Amid the gloom of austerity, however, tech emerged as a notable bright spot. Hulu, a streaming-video venture among NBC Universal, News Corp. and The Walt Disney Co., logged a $48.4 million ad spending increase, a huge jump over the previous year.

But the biggest mover was the cell phone category. While wireless service providers cut their ad spend by 8.2 percent to $3.4 billion, spending on cell phone advertising jumped 120 percent to $783.6 million, as Google introduced the Android platform, a viable competitor to Apple’s iPhone and Research In Motion’s BlackBerry smartphones. Motorola joined these big spenders because it had several new models to market. “2009 was a pivotal year for Motorola,” said rep Jennifer Weyrauch-Erickson. “The company launched its first set of Android-powered devices, Cliq with Motoblur and Droid. To support this effort, we initiated a global marketing program to further strengthen the brand by differentiating our products and demonstrating their benefits for consumers. That is why you saw a significant increase in spend.”

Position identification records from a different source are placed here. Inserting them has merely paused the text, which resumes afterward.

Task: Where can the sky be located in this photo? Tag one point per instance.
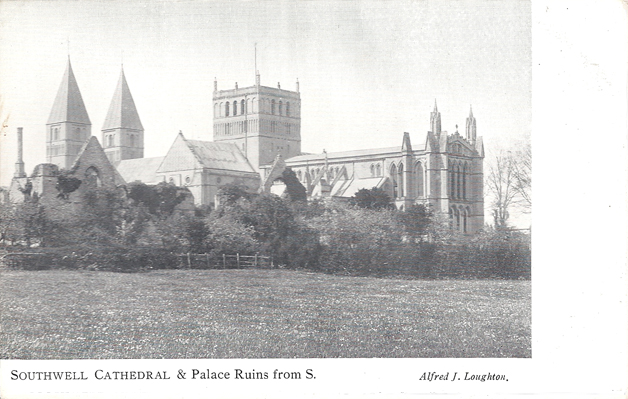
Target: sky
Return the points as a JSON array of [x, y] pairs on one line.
[[368, 70]]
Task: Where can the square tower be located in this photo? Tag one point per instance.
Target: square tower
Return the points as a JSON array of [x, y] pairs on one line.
[[262, 121]]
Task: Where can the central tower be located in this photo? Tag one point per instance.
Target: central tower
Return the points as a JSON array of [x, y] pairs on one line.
[[262, 121]]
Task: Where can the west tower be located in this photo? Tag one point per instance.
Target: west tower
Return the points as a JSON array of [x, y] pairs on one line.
[[68, 125], [262, 121], [122, 132]]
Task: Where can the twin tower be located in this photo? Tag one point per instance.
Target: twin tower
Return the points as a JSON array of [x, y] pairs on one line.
[[69, 127]]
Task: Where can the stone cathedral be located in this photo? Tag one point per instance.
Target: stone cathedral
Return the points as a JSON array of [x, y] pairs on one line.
[[256, 135]]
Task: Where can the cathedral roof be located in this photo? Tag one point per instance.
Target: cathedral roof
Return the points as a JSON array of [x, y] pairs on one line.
[[122, 112], [225, 156], [140, 169], [69, 105]]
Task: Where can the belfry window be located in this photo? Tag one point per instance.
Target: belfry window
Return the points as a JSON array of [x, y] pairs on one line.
[[401, 193], [393, 177]]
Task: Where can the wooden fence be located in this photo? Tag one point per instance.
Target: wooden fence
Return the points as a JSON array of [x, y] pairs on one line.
[[237, 261]]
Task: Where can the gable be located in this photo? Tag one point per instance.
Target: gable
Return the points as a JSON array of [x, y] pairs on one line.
[[179, 157], [93, 156]]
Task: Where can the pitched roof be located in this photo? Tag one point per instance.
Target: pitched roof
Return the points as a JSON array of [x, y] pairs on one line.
[[122, 112], [69, 105], [140, 169], [225, 156], [348, 188]]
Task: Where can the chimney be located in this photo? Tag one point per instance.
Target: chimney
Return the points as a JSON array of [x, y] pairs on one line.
[[19, 165]]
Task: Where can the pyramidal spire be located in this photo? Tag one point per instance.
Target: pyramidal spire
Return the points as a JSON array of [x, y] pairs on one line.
[[122, 112], [69, 105]]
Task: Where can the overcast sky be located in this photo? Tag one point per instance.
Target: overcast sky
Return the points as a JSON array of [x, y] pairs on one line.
[[368, 70]]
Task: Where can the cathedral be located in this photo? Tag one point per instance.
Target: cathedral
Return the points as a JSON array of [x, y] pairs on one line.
[[256, 136]]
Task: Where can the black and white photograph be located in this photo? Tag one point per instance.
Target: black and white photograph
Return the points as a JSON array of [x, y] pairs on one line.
[[260, 199]]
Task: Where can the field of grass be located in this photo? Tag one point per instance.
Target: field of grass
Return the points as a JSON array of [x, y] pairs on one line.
[[257, 314]]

Other categories, meanwhile, seemed to be capitalizing on recession-driven trends. The “food wraps, foils and bags” segment, for instance, hiked its advertising outlay 56.1 percent as more consumers began brown-bagging office lunches to save money. A jump for the detergent category may have been a response to frugal consumers purchasing fewer new outfits and looking to instead take better care of clothes they already own.